Grocery run

Top of the morning to ye. …

Yesterday the Geezers made their annual run to the Morning Star Grocery, a 42-mile round trip from El Rancho Pendejo that chalks up about 2,400 feet of vertical gain.

Medals and promotions all around!

Ordinarily we do this ride in the fall, when Tonatiuh steps away from the stove to burn one, to wit, something other than us.

Not so this year. Someone (not Your Humble Narrator) thought it would be a swell idea to make the trip when the forecast was basically “hotter than the hubs of Hell.”

Nevertheless, we persisted. And one of us more than the others.

Yesterday I chose the New Albion Privateer for the Assault on Morning Star Grocery. But for today’s recovery ride in the Elena Gallegos Open Space I chose the gentler gearing of the Soma Double Cross.
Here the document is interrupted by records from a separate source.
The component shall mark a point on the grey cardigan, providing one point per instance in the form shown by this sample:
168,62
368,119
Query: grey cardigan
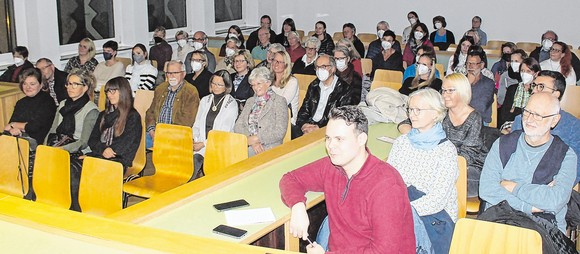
272,124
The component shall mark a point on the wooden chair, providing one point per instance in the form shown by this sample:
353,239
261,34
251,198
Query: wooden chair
570,100
14,166
388,75
303,83
223,149
101,187
461,186
51,176
173,160
367,65
476,236
393,85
Our peloton included three octogenarians and a couple gents sporting aftermarket parts installed after unscheduled getoffs. One of the 80-somethings may have been jealous of the cyborgs and hunting a retrofit of his own, because he crashed coming into Tijeras; alas, not hard enough to require the full Steve Austin makeover.

Bloodied but unbowed, our man soldiered on and made it to the grocery without further incident, accompanied by our senior officer, an 84-year-old motorhead who immediately began grilling a stranger about the technical specs of his BMW motorcycle.
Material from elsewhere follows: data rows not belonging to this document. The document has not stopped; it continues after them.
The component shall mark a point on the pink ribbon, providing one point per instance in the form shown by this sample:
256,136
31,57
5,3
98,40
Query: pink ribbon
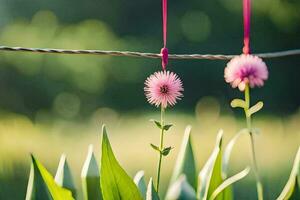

I made it into the lead group, but was not first to the grocery. We were a trio, ticking along nicely at 155 beats per minute, and I knew that I’d have to find another 10 bpm somewhere starting about six miles out to win the roses. This I felt was a dog that would not hunt.

When the terrain shifted from straight climb to rollers one of the cyborgs got the jump on me and that was that. I found another 14 bpm, briefly, but not in time to close the gap. No bouquet, no podium girl, no anthem.
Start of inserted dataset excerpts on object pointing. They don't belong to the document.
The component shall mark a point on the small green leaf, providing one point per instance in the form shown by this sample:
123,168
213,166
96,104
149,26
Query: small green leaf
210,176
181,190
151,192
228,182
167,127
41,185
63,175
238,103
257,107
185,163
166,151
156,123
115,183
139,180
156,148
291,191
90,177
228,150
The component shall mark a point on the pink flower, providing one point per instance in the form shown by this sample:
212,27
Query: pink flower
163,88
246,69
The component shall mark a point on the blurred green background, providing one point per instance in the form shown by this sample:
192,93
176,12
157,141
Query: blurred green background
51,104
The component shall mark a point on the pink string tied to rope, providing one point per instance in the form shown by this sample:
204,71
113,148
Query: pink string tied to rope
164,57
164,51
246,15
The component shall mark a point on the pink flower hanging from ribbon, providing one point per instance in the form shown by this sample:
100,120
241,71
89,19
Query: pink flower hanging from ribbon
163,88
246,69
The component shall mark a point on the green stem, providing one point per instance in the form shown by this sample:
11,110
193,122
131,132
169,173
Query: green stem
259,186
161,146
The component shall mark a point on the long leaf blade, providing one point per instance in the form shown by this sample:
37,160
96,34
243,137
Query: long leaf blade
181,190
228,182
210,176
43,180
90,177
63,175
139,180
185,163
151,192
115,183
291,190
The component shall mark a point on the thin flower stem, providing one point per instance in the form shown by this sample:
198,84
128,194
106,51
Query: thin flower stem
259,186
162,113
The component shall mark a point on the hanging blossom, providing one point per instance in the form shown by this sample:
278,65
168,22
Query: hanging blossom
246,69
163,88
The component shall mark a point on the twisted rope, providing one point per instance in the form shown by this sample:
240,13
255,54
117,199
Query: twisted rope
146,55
Well, it wasn’t my first rodeo. Sometimes you’re the cowboy, other times you’re the clown. Good times either way.

Like Bilbo Baggins I made it there and back again. Also like Bilbo, I ate and drank prodigiously afterward, and treated myself to a short nap. It was my fourth trip to the Morning Star and back, so I suppose you could say I’m making a hobbit of it.

Your Friday Funk

Leave it to Atomic Dog George Clinton to bring the Friday Funk.

In an interview with Rolling Stone, asked what he thought of white artists performing black music, Clinton replied in part:

It’s all one world, one planet and one groove. You’re supposed to learn from each other, blend from each other, and it moves around like that. You see that rocket ship leave yesterday? We can maybe leave this planet. We gonna be dealing with aliens. You think black and white gonna be a problem? Wait till you start running into motherfuckers with three or four dicks! Bug-eyed motherfuckers! They could be ready to party, or they could be ready to eat us. We don’t know, but we’ve got to get over this shit of not getting along with each other.